Dimon made the comments in the company’s annual shareholder letter.

The letter went on to say that while the bank came into the crisis well funded, the pandemic continues to progress in “dramatically different” ways compared to anything predicted by the Federal Reserve’s stress test for banks.

The Pandemic and the Economy

Perhaps attempting to ease the shareholders into bad news, Dimon stated that JPMorgan’s earnings “will be down meaningfully in 2020” due to the pandemic. He also warned that in an “extremely adverse” downturn in the U.S. economy, the bank would probably consider suspending its dividend in an effort to preserve capital.

Interestingly, Dimon says regulations placed after the 2008 financial crisis could hinder the bank’s ability to help in future crises.

“As we get closer to the extremely adverse scenario, current regulatory constraints will limit additional actions we can take to help clients,” Dimon said, “in spite of the extraordinary amount of capital and liquidity we could deploy.”

Others at Dimon’s bank are sounding the alarm bells as well.

Mislav Matejka, head of global equity strategy at JPMorgan, warned investors yesterday of a very high likelihood that we experience “a vicious spiral, which is typical of a recession, between weak final demand, weaker labor markets, falling profits, weak credits markets and low oil prices.”

JPMorgan economists are expecting “only a gradual bottoming out in activity” because of this. They predict it to be like the ones that took place after the Great Financial Crisis. These economists also believe that it’s “not a V-shaped one that we see, for example, after natural disasters.”

Recession and Prolonged Recovery

The bank also expects the unemployment rate will climb to 8.5% during the second half of the year. It also predicts that the U.S. GDP will decline by 10%. For comparison, the economy saw a 4% decline during the financial crisis.

“And this is all assuming that the virus is history by June, which might prove significantly optimistic,” Matejka wrote.

“While consensus view still appears to be a quick recovery, recessions tend to linger,” he added. “It took equities on average 18 months to record the final low in the past.”

Echoing JPMorgan’s worries about the potential for a prolonged recovery is former Federal Reserve Chair Janet Yellen.

In a recent CNBC interview, Yellen says the current state of the economy is worse than what the data shows.

She says we are already in an “absolutely shocking” downturn that is not reflected yet in the current data.
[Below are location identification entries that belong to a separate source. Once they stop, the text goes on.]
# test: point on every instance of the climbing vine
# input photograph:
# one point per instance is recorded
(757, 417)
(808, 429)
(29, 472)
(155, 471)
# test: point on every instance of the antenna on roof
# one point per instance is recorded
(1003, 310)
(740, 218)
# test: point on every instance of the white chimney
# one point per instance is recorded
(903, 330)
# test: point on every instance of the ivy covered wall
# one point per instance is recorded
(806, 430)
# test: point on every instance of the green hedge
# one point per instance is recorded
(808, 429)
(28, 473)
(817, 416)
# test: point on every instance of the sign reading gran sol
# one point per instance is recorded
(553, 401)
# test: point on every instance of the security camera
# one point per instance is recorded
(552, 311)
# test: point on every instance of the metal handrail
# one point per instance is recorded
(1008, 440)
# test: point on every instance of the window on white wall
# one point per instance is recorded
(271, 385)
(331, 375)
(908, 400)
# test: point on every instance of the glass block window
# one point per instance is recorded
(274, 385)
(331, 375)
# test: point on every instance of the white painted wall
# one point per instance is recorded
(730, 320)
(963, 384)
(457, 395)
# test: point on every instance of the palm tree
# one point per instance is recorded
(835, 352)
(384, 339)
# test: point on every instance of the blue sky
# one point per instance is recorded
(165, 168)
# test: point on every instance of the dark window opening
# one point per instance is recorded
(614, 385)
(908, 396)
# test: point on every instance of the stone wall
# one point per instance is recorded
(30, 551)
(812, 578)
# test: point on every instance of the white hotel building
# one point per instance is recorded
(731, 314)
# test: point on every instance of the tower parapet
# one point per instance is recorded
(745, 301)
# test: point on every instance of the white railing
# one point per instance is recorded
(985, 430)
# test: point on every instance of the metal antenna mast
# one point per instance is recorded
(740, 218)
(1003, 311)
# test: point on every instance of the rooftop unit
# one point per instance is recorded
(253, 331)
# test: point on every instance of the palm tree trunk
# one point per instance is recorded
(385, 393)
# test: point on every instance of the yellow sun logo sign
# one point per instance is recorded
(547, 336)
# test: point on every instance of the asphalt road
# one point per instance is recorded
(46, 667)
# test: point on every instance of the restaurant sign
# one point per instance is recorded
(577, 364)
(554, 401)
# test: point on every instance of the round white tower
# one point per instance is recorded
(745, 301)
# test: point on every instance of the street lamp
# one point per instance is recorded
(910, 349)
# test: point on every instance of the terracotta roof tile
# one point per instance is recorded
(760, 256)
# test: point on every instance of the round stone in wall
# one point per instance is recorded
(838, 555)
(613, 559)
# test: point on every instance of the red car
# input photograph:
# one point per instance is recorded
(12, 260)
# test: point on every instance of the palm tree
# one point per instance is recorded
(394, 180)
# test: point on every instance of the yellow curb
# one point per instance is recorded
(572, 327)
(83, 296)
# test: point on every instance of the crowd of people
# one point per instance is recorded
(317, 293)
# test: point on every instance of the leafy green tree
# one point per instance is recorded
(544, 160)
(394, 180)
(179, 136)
Additionally, she mentioned that the unemployment rate probably sits closer to 13%.

She also says the economy has contracted “at least 30% and I’ve seen far higher numbers.”

Yellen says she is optimistic the country will experience a “V”-shaped recovery. She, however, acknowledges that the length of time a country remains shut down will dictate the speed of recovery.

“I think a ‘V’ is possible, but I am worried that the outcome will be worse,” she said. “It really depends to my mind on just how much damage is down during the time that the economy is shut down in the way it is now,” Yellen added.